February 8, 2016

Haifa’s Yisrael Kristal isn’t concerned whether or not he’s the world’s oldest man. But historians and genealogists are working overtime to try and find documents to satisfy the Guinness World Records rules to prove this Polish-born Israeli Holocaust survivor’s 112 years.

The family of the retired confectionery maker says he was born September 15, 1903. Guinness World Records confirmed that following the death in Japan of 112-year-old Yasutaro Koide, Kristal may be the oldest man alive today.

Kristal has his marriage certificate from 1928 – when he was 25 years old.

But the organization that annually publishes a book of the world’s records and achievements says that in order for Kristal to receive an official World Record holder title, he must provide documentation from the first 20 years of his life.

“We have standard rules and it would be unfair on other people if we bent the rules,” Robert Young, senior consultant for gerontology at Guinness World Records, told AFP regarding Kristal’s circumstances.

After Haaretz broke the story in January of Kristal’s candidacy for world’s oldest man, the Jewish Records Index organization (JRI) volunteered to locate the required archived documents. JRI-Poland has the largest fully searchable database of indexes to Jewish vital records accessible online, with more than five million records from more than 550 Polish towns.

Kristal was born in Zarnov, then moved with his family to Lodz until the Nazi occupation. He worked as a candy maker in his family’s confectionery shop but eventually was sent to the Auschwitz death camp.

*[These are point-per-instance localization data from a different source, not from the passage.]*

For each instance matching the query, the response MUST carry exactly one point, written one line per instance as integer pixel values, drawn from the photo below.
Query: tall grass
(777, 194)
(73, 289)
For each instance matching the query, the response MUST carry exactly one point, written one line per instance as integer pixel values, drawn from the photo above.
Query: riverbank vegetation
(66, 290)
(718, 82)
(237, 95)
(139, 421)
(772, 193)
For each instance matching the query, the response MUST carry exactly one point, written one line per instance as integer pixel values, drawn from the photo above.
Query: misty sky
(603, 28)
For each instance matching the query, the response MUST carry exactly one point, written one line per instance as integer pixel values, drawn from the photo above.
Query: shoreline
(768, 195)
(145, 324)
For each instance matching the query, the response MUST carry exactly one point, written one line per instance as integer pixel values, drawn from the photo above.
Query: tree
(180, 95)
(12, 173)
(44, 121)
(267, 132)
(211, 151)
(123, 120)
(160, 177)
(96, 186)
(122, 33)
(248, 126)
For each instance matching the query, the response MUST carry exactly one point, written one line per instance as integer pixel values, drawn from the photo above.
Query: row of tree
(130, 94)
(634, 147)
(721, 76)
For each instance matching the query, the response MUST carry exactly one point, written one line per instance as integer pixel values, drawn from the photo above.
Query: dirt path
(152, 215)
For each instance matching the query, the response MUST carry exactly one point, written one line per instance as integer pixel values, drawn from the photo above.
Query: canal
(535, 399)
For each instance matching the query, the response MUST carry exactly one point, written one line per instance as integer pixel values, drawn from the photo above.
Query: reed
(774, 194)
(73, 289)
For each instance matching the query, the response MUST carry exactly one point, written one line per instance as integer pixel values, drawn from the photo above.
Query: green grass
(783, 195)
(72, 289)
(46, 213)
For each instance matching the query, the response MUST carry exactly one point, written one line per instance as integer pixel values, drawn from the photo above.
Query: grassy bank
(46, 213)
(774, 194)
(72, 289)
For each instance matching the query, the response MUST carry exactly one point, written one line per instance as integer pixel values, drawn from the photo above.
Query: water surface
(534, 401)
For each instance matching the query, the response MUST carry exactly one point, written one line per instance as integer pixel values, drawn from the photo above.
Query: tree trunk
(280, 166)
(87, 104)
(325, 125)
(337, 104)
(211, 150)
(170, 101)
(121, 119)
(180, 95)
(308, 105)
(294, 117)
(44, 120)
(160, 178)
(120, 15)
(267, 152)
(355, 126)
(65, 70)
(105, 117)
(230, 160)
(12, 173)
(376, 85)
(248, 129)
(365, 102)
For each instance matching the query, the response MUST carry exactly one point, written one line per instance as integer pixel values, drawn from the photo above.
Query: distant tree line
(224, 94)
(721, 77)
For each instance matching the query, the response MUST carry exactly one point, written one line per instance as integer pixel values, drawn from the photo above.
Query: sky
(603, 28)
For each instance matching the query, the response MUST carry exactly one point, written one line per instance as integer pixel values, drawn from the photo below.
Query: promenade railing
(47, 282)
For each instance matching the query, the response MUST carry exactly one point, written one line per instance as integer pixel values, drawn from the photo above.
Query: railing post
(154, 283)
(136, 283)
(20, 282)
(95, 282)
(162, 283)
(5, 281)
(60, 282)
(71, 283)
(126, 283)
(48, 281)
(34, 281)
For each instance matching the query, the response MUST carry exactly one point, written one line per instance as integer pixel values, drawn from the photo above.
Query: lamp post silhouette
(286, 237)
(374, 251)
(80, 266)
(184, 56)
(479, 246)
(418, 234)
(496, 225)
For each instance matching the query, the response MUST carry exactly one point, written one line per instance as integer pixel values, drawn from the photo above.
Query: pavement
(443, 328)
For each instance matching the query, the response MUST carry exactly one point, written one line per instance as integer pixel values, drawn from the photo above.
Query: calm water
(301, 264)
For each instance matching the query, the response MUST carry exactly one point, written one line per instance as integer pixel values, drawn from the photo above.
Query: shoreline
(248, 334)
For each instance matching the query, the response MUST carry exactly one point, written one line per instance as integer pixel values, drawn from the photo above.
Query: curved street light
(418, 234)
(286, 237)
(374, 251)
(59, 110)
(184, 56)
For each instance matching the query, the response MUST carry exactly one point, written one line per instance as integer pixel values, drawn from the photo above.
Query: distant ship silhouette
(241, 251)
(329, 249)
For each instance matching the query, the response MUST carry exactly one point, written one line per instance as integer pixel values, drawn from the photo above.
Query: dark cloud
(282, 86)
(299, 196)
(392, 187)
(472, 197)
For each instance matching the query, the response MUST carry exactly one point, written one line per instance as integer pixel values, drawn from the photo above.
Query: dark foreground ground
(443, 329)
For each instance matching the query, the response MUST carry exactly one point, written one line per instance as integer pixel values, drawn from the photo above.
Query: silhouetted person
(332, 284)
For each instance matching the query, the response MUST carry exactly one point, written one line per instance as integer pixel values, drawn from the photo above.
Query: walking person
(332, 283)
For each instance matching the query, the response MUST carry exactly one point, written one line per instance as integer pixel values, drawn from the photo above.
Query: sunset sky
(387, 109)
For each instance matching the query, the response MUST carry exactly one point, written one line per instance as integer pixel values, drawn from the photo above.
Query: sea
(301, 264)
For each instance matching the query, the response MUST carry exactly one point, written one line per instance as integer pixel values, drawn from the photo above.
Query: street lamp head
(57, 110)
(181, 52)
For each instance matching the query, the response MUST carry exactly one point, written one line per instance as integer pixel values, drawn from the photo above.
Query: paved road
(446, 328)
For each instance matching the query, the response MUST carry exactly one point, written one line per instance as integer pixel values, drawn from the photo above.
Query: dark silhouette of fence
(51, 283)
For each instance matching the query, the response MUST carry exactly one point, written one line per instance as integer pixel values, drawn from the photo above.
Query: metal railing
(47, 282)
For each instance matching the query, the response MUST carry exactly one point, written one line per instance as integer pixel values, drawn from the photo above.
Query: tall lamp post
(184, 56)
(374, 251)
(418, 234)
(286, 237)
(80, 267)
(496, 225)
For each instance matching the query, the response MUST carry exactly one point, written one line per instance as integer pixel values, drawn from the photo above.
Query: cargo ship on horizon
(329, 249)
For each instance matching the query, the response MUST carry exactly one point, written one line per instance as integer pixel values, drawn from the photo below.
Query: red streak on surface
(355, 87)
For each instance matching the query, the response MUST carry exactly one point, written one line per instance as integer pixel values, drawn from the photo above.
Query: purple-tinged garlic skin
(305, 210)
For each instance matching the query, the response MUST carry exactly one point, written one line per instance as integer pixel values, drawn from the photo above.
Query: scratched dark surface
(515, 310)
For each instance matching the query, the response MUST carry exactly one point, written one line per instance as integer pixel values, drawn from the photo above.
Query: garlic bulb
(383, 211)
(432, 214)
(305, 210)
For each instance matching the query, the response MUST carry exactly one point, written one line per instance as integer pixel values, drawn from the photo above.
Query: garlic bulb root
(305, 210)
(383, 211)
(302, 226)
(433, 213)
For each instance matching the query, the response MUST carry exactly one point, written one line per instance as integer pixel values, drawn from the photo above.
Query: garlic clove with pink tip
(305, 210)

According to family statements, Kristal’s first wife perished in the Holocaust. He remarried in 1947 in Lodz, and moved with his family – his second wife and son — to Israel in 1950.
In Haifa, Kristal made a name for himself as an expert candy maker. His specialties, according to family statements, were tiny liquor bottles made of chocolate and wrapped in colored foil; carob jam; and chocolate-covered orange peels.

Kristal has nine grandchildren and numerous great-grandchildren. In 2014, after the death of Alice Herz-Sommer in London, Kristal became the world’s oldest Holocaust survivor.
Haaretz reports that the JRI organization sent the death certificate of Kristal’s mother from 1910 and his marriage certificate from 1928 to the newspaper.

And while genealogists the world over are searching for documents to support Kristal’s age and get him recognized as the record holder, the man born three months before the Wright brothers took their first flight isn’t excited about the promising title. In fact, when he was told about it by a Haaretz journalist, he answered: “Big deal.”